Coming from a growing airline, having last year absorbed competitor Virgin America, Alaska’s announcement is an endorsement of the potential it sees in Paine Field to help it continue its expansion. Alaska is dealing with increased traffic at Sea-Tac International Airport that could limit its plans.
For as long as commercial service has been suggested for Paine Field, debate has flown regularly between those who see economic and other advantages and those concerned about negative impacts for noise and traffic.
There’s excitement among supporters, who already are speculating as to which destinations Alaska might announce early next year. As reported earlier this week by The Herald’s Noah Haglund, business interests, including the county’s aerospace and medical device manufacturers, have interest in service to several West Coast cities, including Portland — a national hub for Alaska — San Francisco, San Jose, Los Angeles and San Diego, a fellow Navy town.
Spokane, with its fledgling medical school at Washington State University, makes sense as a connection to Everett and its WSU North Puget Sound campus.
Flights to Hawaii would attract interest from sun-starved residents, though Alaska already offers flights from Bellingham to Kona on the big island and Kahului on Maui.
The county’s own tourism industry would benefit from connections closer than Seattle and a traffic-choked I-5. Skipping the commute to Seattle also would be a boon to local travelers who, for some West Coast airports, spend more time on the road to Sea-Tac than they do in the air.
Mukilteo officials and residents, neighbors to Paine Field, have seen more cause for concern than enthusiasm, but so far have not been successful in court challenges to the county’s lease to Propeller or the Federal Aviation Administration’s decision in 2012 that limited service would not have significant impacts to the neighboring community. Federal and state courts of appeal have turned back the challenges, including a ruling from a state court in January that there were no issues of material fact that could be argued in trial.

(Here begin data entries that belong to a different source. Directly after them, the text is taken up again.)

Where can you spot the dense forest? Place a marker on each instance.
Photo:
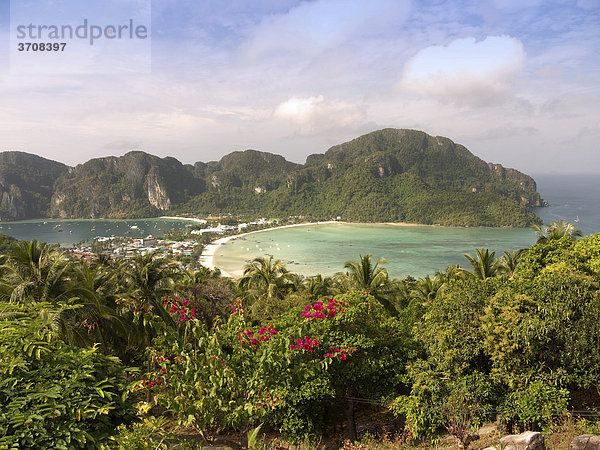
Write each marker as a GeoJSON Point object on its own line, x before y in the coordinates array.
{"type": "Point", "coordinates": [143, 352]}
{"type": "Point", "coordinates": [386, 176]}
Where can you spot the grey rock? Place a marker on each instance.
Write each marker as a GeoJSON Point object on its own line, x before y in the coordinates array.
{"type": "Point", "coordinates": [585, 442]}
{"type": "Point", "coordinates": [529, 440]}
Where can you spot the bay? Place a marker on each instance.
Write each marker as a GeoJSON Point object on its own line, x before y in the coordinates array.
{"type": "Point", "coordinates": [74, 231]}
{"type": "Point", "coordinates": [412, 250]}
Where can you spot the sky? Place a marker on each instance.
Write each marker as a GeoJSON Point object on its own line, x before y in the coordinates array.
{"type": "Point", "coordinates": [515, 81]}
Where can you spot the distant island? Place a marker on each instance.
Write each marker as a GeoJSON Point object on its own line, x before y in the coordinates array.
{"type": "Point", "coordinates": [390, 175]}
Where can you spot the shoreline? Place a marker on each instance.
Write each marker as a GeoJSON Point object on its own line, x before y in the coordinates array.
{"type": "Point", "coordinates": [207, 257]}
{"type": "Point", "coordinates": [190, 219]}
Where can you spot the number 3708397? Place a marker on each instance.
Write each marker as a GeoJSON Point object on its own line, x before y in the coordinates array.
{"type": "Point", "coordinates": [41, 46]}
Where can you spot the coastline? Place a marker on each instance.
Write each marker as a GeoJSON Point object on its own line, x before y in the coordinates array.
{"type": "Point", "coordinates": [207, 258]}
{"type": "Point", "coordinates": [190, 219]}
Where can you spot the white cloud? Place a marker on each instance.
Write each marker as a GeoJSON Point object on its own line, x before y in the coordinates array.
{"type": "Point", "coordinates": [466, 72]}
{"type": "Point", "coordinates": [312, 115]}
{"type": "Point", "coordinates": [313, 27]}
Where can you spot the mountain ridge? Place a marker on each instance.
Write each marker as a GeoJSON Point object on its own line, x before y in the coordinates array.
{"type": "Point", "coordinates": [387, 175]}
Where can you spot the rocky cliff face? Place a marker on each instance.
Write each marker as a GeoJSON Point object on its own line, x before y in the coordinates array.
{"type": "Point", "coordinates": [132, 185]}
{"type": "Point", "coordinates": [26, 185]}
{"type": "Point", "coordinates": [386, 175]}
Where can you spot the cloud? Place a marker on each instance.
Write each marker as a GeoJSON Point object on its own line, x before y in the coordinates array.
{"type": "Point", "coordinates": [466, 72]}
{"type": "Point", "coordinates": [317, 26]}
{"type": "Point", "coordinates": [313, 115]}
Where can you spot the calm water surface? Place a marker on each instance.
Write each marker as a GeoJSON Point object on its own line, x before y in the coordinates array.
{"type": "Point", "coordinates": [74, 231]}
{"type": "Point", "coordinates": [415, 251]}
{"type": "Point", "coordinates": [324, 249]}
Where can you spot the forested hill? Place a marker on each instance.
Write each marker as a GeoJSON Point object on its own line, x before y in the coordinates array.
{"type": "Point", "coordinates": [387, 175]}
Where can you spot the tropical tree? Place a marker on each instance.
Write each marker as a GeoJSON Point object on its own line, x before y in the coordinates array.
{"type": "Point", "coordinates": [485, 264]}
{"type": "Point", "coordinates": [426, 289]}
{"type": "Point", "coordinates": [508, 262]}
{"type": "Point", "coordinates": [372, 279]}
{"type": "Point", "coordinates": [148, 278]}
{"type": "Point", "coordinates": [37, 273]}
{"type": "Point", "coordinates": [320, 286]}
{"type": "Point", "coordinates": [556, 230]}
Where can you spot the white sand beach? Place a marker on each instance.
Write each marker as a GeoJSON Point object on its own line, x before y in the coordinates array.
{"type": "Point", "coordinates": [208, 254]}
{"type": "Point", "coordinates": [191, 219]}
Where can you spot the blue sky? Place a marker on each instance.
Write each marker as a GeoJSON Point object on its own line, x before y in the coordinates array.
{"type": "Point", "coordinates": [516, 81]}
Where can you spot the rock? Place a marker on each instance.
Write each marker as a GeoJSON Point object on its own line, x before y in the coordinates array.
{"type": "Point", "coordinates": [529, 440]}
{"type": "Point", "coordinates": [585, 442]}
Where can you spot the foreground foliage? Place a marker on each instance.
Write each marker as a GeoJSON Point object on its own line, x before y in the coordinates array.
{"type": "Point", "coordinates": [515, 338]}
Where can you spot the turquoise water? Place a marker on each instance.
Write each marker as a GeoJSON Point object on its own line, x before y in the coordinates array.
{"type": "Point", "coordinates": [324, 249]}
{"type": "Point", "coordinates": [74, 231]}
{"type": "Point", "coordinates": [415, 251]}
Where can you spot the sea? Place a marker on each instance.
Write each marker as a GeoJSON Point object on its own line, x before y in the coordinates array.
{"type": "Point", "coordinates": [69, 233]}
{"type": "Point", "coordinates": [324, 248]}
{"type": "Point", "coordinates": [412, 250]}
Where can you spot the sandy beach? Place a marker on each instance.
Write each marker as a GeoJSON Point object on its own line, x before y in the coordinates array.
{"type": "Point", "coordinates": [208, 254]}
{"type": "Point", "coordinates": [191, 219]}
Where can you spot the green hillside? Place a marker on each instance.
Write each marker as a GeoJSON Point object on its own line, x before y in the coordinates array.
{"type": "Point", "coordinates": [389, 175]}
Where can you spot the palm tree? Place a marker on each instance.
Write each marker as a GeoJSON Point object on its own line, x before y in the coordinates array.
{"type": "Point", "coordinates": [36, 273]}
{"type": "Point", "coordinates": [484, 264]}
{"type": "Point", "coordinates": [103, 323]}
{"type": "Point", "coordinates": [319, 286]}
{"type": "Point", "coordinates": [426, 289]}
{"type": "Point", "coordinates": [556, 230]}
{"type": "Point", "coordinates": [265, 278]}
{"type": "Point", "coordinates": [150, 277]}
{"type": "Point", "coordinates": [508, 262]}
{"type": "Point", "coordinates": [372, 279]}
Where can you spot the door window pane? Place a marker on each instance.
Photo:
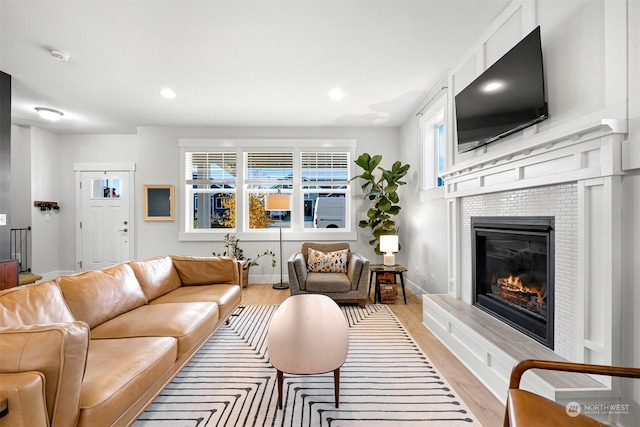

This isn’t to say Mukilteo residents and officials and others do not have legitimate concerns, but addressing them directly with the county administration and Propeller could offer a better opportunity for resolving those issues. In fact, discussions already are under way between the city and Propeller that could limit noise impacts by adjusting flight paths and flight arrival and departure times.
Mukilteo is also addressing traffic concerns through its Harbor Reach Corridor project to create an alternate route to Highway 525 by connecting Beverly Park Road to Harbour Pointe Boulevard, with $15.1 million in state transportation funding and $1 million from the city’s traffic mitigation impact fees.
Trying to put the brakes on development of a transportation link such as Paine Field might shift the impacts elsewhere, but it would deprive the county of opportunities to foster employment and address the impacts of growth that we already are dealing with.